Robert Kubica poparł eSafety Challenge

Czołowi polscy rajdowcy i motocykliści zaprezentowali zalety elektronicznych systemów poprawiających bezpieczeństwo współczesnych pojazdów. Pokazy takie pod nazwą eSafety Challenge odbyły się w sobotę, zorganizowane przez Polski Związek Motorowy, w centrum Warszawy

Andrzej Prochota
Andrzej Prochota

Mieszkańcy Warszawy zgromadzeni na placu Bankowym mieli okazję na własne oczy przekonać się jak pomocne są elektroniczne "gadżety" w samochodzie czy motocyklu. Jeden z nich, system elektronicznej kontroli stabilności (ESC) już od listopada będzie obowiązkowo montowany we wszystkich nowych samochodach sprzedawanych w krajach Unii Europejskiej.

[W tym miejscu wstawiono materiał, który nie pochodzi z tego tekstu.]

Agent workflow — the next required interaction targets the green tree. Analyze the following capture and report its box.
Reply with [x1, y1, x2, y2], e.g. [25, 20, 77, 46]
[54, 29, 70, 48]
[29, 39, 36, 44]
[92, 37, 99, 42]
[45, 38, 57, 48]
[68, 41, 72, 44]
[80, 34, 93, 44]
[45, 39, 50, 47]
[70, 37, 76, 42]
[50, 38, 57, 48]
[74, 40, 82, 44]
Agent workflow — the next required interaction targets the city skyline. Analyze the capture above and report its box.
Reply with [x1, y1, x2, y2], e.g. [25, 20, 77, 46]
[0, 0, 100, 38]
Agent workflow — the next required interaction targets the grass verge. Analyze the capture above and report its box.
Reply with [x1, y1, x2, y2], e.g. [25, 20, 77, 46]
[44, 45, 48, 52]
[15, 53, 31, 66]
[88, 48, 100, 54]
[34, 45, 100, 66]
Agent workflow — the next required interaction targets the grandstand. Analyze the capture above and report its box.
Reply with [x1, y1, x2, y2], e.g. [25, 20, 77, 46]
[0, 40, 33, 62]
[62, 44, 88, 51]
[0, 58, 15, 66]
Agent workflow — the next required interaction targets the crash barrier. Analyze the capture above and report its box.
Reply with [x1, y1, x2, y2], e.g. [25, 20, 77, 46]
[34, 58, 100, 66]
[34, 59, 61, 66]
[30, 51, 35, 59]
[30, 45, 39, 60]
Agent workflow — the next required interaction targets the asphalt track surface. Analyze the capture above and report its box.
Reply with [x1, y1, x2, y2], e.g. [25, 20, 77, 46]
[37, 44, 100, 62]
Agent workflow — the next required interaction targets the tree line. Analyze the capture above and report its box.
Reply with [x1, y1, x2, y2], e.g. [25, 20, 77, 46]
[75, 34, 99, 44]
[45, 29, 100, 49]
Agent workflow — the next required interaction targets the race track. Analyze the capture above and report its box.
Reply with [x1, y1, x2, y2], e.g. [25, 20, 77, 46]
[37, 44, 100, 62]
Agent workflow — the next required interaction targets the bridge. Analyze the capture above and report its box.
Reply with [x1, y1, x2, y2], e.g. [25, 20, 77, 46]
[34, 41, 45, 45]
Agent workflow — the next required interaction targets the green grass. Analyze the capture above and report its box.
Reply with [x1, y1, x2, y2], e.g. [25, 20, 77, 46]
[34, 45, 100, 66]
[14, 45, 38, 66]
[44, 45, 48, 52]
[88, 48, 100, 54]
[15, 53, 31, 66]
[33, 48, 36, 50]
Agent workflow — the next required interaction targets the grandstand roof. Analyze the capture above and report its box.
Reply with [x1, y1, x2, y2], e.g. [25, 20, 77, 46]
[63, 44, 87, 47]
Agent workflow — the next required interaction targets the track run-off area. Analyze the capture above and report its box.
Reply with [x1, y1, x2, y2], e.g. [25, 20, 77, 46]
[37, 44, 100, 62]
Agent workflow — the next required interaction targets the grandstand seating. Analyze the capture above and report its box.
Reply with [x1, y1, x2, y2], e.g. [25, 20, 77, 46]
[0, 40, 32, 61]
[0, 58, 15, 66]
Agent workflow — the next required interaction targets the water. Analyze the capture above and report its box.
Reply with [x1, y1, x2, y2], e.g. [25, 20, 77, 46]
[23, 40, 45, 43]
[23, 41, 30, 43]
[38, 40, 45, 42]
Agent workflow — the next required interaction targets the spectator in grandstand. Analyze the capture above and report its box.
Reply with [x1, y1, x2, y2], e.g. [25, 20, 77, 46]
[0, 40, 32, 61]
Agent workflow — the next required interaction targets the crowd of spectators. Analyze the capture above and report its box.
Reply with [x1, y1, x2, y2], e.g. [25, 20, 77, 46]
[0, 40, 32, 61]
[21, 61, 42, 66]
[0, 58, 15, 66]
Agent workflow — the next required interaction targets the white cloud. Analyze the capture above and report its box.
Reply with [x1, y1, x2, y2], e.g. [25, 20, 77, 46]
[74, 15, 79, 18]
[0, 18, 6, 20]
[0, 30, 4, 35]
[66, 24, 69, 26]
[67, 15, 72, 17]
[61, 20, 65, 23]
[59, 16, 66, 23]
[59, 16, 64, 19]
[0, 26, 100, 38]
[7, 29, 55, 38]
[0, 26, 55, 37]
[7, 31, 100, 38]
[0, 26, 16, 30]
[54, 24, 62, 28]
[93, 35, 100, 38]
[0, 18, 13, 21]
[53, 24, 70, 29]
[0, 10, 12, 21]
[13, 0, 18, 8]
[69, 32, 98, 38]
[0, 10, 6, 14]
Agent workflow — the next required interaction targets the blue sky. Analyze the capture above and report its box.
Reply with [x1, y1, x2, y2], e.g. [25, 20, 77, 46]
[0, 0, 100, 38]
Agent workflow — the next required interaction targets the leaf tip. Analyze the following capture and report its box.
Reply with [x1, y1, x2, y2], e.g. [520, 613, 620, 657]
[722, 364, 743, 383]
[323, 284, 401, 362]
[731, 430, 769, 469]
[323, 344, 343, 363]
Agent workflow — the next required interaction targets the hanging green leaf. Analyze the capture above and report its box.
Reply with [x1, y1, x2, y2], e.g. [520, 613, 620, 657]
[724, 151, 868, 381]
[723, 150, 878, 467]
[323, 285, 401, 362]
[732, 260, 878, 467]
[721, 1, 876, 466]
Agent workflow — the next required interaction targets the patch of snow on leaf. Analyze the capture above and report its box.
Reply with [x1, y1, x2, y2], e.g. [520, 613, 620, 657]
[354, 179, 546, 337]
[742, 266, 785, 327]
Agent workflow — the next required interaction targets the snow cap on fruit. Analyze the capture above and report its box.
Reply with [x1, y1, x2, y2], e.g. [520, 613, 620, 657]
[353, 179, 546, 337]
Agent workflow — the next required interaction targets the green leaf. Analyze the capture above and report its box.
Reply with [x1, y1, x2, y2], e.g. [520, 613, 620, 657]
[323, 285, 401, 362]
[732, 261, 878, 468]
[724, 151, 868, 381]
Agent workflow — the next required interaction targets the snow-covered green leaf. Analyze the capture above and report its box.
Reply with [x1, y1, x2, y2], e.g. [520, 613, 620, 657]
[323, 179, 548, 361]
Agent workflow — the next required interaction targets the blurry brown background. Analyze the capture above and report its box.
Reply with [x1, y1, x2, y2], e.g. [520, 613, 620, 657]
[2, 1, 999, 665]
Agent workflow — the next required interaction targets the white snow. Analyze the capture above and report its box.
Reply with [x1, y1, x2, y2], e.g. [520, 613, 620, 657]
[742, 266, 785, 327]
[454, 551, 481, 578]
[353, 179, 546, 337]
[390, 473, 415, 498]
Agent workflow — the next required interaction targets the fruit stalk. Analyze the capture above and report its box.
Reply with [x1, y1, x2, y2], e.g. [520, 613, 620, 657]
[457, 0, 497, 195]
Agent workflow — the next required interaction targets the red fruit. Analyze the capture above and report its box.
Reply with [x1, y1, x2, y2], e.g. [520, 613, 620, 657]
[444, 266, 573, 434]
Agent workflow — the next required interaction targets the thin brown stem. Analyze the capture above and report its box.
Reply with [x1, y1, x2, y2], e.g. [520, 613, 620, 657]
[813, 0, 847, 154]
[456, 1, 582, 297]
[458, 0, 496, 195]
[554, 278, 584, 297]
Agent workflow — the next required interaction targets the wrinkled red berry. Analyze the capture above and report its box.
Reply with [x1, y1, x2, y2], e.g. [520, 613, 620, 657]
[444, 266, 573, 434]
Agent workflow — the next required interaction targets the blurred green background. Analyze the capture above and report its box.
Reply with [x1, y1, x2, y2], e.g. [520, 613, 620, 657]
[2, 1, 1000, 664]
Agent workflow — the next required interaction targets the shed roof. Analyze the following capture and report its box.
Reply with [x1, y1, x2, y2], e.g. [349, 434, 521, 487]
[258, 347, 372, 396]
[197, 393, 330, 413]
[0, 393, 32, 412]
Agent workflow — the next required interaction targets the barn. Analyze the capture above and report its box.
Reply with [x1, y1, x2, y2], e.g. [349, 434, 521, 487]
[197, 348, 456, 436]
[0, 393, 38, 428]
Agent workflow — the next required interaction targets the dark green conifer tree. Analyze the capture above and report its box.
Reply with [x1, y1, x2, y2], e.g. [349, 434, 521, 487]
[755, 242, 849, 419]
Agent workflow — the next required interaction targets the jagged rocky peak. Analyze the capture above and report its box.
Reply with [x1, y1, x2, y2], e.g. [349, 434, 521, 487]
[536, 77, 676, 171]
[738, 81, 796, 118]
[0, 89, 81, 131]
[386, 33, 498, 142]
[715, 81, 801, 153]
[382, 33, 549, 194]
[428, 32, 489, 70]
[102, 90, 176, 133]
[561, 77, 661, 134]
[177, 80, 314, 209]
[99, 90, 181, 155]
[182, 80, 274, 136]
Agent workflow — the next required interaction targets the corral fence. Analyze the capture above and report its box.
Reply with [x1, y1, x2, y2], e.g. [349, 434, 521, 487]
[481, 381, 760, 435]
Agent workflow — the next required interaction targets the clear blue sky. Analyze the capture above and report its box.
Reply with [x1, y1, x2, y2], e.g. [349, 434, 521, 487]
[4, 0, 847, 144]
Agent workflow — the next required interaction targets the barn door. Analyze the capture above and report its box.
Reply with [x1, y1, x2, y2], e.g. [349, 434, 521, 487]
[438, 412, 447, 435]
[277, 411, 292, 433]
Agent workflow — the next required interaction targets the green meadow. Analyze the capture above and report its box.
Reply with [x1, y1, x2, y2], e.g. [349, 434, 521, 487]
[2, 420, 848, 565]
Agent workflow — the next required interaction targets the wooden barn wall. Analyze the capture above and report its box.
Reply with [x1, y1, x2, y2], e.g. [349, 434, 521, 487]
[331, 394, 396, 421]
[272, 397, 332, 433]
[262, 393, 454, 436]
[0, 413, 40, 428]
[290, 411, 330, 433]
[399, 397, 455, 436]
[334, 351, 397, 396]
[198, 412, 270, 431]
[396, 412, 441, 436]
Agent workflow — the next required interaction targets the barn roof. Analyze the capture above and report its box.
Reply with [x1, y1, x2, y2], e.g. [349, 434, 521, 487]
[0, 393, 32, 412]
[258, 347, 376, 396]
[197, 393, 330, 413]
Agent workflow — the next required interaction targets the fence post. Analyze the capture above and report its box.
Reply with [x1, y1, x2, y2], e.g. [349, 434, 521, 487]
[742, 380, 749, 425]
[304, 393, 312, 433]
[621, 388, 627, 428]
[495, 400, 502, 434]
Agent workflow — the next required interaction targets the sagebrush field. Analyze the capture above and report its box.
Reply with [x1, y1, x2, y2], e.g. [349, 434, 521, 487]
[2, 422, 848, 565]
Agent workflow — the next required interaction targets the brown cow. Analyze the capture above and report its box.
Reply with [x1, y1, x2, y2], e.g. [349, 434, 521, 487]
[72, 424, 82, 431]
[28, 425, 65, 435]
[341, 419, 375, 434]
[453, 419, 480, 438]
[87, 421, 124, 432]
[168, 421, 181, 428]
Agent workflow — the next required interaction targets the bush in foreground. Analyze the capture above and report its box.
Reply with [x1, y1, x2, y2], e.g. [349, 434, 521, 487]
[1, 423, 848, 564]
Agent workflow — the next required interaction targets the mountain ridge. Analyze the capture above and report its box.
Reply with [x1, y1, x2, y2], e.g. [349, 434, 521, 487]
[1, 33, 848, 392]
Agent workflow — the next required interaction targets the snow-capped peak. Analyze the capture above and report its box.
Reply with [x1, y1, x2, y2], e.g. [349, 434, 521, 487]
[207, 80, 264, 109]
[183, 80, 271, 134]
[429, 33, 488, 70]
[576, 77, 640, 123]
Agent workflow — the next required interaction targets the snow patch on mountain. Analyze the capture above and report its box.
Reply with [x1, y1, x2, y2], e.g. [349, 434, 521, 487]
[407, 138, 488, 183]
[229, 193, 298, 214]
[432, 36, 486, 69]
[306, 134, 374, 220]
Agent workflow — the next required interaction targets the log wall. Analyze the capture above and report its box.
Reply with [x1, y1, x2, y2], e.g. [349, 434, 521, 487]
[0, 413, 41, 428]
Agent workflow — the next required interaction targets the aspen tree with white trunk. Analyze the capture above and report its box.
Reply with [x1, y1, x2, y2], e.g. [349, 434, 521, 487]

Gdy kierowca traci kontrolę nad pojazdem podczas gwałtownego manewru omijania przeszkody, ESC wyrównuje tor jazdy, regulując elektronicznie siłę hamowania każdego z kół oddzielnie.

List popierający działania na rzecz poprawy bezpieczeństwa nadesłał do Polskiego Związku Motorowego Robert Kubica.

"W pełni popieram znakomite kampanie informacyjne na temat bezpieczeństwa ruchu drogowego organizowane w ramach projektu eSafety Challange wspieranego przez Komisję Europejską, stowarzyszenie eSafetyAware, Federację FIA i Fundację FIA. Technologie eSafety, takie jak elektroniczna kontrola stabilności (ESC) mogą przyczynić się zarówno do ograniczenia ryzyka wypadków jak i ewentualnych ich skutków. Ja sam kupując samochód nie wybrałbym pojazdu bez tych systemów."